I wept because I know how much she loved her husband. I wept because I still miss my parents. I wept because I imagined losing the love of my life and the mother of our two lovely little girls.
I wept because I know resiliency and healing are like continuous tides that eventually wash away our grief, while the footsteps of those loved ones who have passed before us remain permanently affixed upon our stairways to heaven.
Again with now and forever. Amen.
Their heaven wraps around the finger lake at sunrise
like a gold band forged now and forever.
I walk and cry and laugh and run along the paths,
Draw beauty of sky, trees, debris and water
deep into my lungs' tendrils that feed my heart.
I stop to pay homage to Kinkade and Sparks,
tempered (of course) by Hopper, Folds and Peart,
Bly and Kerouac, and Stein and Thompson Walker of late.

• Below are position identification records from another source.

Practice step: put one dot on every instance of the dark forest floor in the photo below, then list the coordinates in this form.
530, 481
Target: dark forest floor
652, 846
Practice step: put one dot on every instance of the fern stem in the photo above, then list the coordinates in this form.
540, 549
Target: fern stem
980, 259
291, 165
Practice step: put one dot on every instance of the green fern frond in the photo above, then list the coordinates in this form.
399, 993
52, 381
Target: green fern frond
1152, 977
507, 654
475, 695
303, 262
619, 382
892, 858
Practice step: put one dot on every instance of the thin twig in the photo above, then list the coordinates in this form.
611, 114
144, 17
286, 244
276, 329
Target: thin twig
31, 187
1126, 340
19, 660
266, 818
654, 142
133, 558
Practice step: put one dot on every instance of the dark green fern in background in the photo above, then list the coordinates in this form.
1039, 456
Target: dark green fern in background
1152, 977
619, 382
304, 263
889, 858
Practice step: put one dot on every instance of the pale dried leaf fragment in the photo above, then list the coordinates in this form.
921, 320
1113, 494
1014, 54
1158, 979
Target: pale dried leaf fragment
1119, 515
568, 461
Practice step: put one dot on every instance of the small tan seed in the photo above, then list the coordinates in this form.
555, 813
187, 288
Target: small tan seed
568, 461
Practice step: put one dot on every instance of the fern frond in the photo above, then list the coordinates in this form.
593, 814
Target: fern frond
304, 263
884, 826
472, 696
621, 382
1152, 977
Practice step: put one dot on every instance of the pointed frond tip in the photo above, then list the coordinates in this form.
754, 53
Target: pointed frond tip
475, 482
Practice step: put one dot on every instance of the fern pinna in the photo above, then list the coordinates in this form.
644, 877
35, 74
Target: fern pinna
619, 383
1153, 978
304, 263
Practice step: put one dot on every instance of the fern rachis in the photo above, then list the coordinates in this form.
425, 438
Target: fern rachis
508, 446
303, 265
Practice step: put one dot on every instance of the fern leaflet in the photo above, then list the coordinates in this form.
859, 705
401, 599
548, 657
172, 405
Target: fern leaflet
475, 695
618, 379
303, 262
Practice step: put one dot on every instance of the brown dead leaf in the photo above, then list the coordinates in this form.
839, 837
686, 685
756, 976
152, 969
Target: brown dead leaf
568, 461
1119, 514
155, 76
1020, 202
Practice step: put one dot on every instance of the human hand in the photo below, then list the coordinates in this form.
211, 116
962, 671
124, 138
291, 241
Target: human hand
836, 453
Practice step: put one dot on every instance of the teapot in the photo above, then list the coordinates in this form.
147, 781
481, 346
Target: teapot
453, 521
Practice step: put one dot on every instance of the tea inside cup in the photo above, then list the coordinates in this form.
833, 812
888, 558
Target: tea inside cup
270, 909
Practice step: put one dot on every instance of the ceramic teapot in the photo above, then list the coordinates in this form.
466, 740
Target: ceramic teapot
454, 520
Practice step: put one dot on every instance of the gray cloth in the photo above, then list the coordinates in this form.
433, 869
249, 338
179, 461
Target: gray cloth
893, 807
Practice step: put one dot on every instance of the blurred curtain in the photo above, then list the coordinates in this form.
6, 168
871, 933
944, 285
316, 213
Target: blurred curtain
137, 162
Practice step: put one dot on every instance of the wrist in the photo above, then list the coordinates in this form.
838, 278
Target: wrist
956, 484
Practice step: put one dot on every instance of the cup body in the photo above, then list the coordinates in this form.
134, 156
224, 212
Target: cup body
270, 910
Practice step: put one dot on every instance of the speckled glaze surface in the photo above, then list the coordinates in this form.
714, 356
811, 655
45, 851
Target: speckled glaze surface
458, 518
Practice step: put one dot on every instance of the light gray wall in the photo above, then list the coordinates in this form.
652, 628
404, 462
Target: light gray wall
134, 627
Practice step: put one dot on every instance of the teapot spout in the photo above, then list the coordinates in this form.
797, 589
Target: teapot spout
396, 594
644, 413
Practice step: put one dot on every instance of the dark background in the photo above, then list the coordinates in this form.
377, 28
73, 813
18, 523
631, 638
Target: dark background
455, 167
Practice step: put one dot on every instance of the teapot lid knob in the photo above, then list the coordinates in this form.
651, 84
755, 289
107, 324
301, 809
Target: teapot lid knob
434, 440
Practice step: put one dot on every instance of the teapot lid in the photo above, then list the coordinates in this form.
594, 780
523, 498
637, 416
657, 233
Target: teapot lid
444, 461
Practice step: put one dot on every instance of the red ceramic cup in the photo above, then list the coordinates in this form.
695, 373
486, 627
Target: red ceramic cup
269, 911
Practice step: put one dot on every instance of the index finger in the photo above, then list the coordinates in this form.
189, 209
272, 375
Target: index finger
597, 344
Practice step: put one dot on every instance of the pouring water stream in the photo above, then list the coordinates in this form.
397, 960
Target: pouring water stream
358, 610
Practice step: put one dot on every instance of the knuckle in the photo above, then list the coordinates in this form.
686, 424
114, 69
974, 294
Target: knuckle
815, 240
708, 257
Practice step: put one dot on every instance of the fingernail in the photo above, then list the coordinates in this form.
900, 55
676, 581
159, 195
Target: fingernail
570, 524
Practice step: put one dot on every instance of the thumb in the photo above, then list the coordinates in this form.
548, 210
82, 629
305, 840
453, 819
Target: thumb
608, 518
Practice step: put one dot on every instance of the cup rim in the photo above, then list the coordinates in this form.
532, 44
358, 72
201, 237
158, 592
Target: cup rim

I thank God for my parents, for their love and suffering
when their bodies finally slowed to sudden stops
only four months and a day apart after a millennium.
Heartache leaves permanent scars of pleasure and pain,
but I thank God for my parents and their heaven,
for it will be there for me every morning I rise
promising more than until death do us part,
an eternal promise for my wife and us all.